Much of this bled into msdos so the descriptions of how that works is pretty similar.
With that info on board, working out how the init.com works will be a little clearer. Keep in mind the year that this stuff was written and the hardware that it as used on, the concepts that were known then aren't always the same as we have had since then.
Good luck
gb
aka Rod

Cheers Rod - I think from what I have observed on the virtual hardware, the following seems to be true;

The Init.com utility calculates a disks geometry and creates a number of tracks based on the cylinder count. ie Tracks=Cyl x Heads  - the 10Mb hard disks we have all seem to have a 612 x 2 or 306 x 4 geometry so the total track count stays the same.

I have managed to work the locations in the init.com which use this value and patch them to a 20Mb geometry (612 x 4) which works fine - the init.com utility does the necessary writing of the E5 values over each sector (and the size of the virtual hd in uBee512 extends to the 21Mb mark)

I have sort of managed to update the partitioning routines - these are harder - there is a 'clamp' value in there which uses an accumulator to calculate the sum of the partitions and clamp it to 10Mb which needed to be updated - once you settle on a number of partitions and sizes - a DPB is calculated and created in ram, and then can be written to the drive or to floppy and rebooted - this describes which area of the HDD are seen as which logical drive (and has entries for the Floppy and M drives too)  I beleive the CPM 2.2 used has enough space in the DPB it uses for Drives A-D and Floppy E-G, Ram M and it points L back to E  (Unless it is booted from floppy disk in which cases it is A-C Floppy, D-G Hard Disk, Ram M and L points back to A)

In terms of creating a partition or constructing a dpb with a sector offset for subsequent drives to finish after the one before it - I beleive these activities are effectively the same thing.

In larger disks, the DPB needs to define a block shift larger than smaller disks - it doesnt trigger that element and the DPB that is written seems to over-write data in neighboring partitions (I suspect this isn't catered for in the vanilla init.com since none of the drives would typically get big enough, even though the max partition size is 8Mb and it theoretically could)

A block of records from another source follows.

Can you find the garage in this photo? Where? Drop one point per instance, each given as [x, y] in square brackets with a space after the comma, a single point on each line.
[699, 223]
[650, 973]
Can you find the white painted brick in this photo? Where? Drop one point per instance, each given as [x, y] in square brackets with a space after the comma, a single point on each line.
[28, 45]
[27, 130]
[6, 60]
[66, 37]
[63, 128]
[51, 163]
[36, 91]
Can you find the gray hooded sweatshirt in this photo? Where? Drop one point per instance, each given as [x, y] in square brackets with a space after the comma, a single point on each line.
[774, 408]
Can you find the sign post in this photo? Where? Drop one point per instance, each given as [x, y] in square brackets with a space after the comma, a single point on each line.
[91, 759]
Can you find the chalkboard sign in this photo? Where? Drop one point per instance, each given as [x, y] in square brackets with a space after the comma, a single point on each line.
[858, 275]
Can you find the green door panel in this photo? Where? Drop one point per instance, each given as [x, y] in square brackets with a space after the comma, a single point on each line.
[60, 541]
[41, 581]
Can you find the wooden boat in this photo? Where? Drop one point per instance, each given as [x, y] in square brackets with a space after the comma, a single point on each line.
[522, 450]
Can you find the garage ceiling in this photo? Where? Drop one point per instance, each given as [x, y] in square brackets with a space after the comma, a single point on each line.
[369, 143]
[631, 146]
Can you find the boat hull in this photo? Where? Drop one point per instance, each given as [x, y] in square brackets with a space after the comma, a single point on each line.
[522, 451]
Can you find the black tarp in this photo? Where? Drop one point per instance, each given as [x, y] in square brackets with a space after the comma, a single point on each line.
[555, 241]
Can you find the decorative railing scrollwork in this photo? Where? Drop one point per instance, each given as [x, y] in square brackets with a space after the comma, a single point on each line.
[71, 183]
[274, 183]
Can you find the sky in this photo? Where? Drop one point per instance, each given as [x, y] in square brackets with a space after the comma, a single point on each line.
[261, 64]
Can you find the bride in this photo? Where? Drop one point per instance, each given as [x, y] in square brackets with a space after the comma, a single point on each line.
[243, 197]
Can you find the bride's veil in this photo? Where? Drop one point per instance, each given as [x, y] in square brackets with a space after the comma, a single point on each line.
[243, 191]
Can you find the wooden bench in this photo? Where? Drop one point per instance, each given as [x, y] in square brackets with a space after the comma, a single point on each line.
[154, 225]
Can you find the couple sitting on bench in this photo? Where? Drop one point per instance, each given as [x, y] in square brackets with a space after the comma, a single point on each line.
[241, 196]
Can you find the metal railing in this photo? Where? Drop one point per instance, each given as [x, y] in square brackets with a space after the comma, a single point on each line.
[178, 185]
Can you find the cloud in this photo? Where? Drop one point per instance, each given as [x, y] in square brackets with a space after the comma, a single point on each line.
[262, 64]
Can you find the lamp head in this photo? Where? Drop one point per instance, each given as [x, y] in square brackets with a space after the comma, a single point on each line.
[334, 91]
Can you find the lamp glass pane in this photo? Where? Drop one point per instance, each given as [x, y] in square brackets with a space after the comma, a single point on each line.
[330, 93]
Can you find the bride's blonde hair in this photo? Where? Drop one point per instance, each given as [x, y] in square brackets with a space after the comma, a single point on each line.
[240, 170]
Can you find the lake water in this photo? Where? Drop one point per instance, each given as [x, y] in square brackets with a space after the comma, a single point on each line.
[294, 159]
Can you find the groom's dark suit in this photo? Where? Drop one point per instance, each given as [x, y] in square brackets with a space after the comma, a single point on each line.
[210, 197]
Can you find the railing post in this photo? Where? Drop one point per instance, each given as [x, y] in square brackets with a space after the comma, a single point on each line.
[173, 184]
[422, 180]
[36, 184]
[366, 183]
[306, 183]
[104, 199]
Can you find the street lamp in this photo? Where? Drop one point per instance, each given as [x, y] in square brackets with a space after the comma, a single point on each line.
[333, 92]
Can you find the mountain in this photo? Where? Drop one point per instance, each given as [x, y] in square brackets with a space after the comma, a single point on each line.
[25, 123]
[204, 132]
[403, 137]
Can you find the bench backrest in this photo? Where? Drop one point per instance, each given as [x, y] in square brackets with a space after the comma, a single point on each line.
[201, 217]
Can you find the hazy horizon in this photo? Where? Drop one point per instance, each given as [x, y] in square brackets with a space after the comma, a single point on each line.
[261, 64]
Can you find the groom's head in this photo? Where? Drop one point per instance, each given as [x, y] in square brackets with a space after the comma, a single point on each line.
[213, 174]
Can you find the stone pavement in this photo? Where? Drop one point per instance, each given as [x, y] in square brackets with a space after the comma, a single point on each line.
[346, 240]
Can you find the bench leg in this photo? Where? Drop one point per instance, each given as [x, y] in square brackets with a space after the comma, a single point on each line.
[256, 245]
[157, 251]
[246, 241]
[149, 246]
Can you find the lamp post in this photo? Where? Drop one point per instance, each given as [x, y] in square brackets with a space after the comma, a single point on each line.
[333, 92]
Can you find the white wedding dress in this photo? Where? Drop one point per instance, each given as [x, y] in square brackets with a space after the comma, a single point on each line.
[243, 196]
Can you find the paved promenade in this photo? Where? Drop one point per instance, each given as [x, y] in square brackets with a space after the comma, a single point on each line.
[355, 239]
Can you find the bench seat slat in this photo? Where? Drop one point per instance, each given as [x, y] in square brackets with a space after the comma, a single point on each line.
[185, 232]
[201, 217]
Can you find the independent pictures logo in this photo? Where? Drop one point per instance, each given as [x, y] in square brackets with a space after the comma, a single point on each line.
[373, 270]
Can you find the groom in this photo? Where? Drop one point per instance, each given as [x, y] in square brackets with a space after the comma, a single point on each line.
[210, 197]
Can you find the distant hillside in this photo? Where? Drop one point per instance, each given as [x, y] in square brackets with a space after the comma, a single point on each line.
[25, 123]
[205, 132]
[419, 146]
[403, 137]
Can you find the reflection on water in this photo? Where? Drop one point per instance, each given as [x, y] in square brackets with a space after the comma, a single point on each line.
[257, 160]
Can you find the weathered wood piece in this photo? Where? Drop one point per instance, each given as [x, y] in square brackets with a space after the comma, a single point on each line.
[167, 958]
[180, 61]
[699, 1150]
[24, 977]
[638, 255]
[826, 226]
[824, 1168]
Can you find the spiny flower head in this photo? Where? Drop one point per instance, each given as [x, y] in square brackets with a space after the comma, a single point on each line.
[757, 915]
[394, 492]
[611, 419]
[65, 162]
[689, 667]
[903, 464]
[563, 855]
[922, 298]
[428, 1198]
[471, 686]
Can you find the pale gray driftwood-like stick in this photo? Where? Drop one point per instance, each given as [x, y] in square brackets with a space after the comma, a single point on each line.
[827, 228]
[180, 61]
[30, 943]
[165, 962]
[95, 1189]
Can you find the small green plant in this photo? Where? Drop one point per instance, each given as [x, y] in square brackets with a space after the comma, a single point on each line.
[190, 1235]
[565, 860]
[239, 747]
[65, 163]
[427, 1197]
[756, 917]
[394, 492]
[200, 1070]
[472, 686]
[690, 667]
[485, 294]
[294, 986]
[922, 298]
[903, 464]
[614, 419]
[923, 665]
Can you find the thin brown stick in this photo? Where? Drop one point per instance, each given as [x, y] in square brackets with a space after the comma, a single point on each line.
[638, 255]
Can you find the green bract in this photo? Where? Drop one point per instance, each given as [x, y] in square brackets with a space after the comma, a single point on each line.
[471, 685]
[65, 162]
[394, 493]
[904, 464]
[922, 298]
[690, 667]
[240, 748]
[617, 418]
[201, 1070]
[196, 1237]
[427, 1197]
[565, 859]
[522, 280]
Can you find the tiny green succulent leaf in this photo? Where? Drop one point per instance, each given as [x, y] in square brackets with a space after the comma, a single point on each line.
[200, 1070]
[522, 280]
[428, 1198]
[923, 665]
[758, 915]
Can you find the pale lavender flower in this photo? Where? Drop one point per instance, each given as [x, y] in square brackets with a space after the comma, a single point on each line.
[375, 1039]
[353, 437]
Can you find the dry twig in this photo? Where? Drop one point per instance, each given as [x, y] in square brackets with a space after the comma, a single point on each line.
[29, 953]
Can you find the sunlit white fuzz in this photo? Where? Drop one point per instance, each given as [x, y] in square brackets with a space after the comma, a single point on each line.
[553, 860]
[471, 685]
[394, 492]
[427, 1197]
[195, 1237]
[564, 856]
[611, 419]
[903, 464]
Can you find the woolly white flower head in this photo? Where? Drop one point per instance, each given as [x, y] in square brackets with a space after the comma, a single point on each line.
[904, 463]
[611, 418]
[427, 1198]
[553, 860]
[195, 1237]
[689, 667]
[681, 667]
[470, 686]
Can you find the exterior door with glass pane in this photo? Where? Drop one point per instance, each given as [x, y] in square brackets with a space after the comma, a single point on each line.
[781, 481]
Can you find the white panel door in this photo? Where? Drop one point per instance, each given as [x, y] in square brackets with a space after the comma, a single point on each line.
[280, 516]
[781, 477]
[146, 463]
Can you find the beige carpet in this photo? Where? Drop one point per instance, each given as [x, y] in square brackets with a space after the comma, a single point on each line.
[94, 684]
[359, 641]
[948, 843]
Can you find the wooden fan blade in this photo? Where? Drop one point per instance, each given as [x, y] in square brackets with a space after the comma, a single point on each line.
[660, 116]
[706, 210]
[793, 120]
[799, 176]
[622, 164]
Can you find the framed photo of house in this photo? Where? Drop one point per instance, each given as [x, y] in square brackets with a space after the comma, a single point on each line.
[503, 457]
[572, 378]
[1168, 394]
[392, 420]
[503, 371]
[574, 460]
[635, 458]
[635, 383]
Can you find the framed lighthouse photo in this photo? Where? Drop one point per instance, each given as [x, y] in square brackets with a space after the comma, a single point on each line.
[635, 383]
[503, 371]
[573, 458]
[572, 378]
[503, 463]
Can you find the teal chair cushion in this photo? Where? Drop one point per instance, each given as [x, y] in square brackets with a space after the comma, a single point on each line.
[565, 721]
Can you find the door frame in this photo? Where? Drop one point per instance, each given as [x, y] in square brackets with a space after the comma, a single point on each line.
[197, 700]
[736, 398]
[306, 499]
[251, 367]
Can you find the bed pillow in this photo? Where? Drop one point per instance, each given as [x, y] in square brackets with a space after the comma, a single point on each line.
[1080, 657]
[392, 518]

The Faulty DPB its writing to the boot disk now looks something like this 
   

Offset   SPT  BSH  BLM  EXM  DSM    DRM  AL0  AL1  CKS  OFF     Size
0x10C5   68   5    31   1    2047   511  F0   00   0    2       8 MiB
0x10D5   68   5    31   1    2047   511  F0   00   0    966     8 MiB
0x10E5   68   5    31   1    4095   511  F0   00   0    1226    16 MiB
0x10F5   68   5    31   1    1684   511  F0   00   0    1655    ~6.58 MiB

I can use cpmtools' fsed.cpm to check the layouts of the virtual drive and poke around, but since CPM is interpreting the drives, its a lot more useful to do it inside the Virtual machine.

Having access to one of the Teac 520 Drive versions of the init.com would confirm my approach - but I dont think there's one in the repository (or we'd all be using 20Mb partitions on uBee512)


RE: Fun with HD18..rom compatible drives - Graham72 - 30-04-2026

Thanks Ewan.Claude assures me no roms are in memory.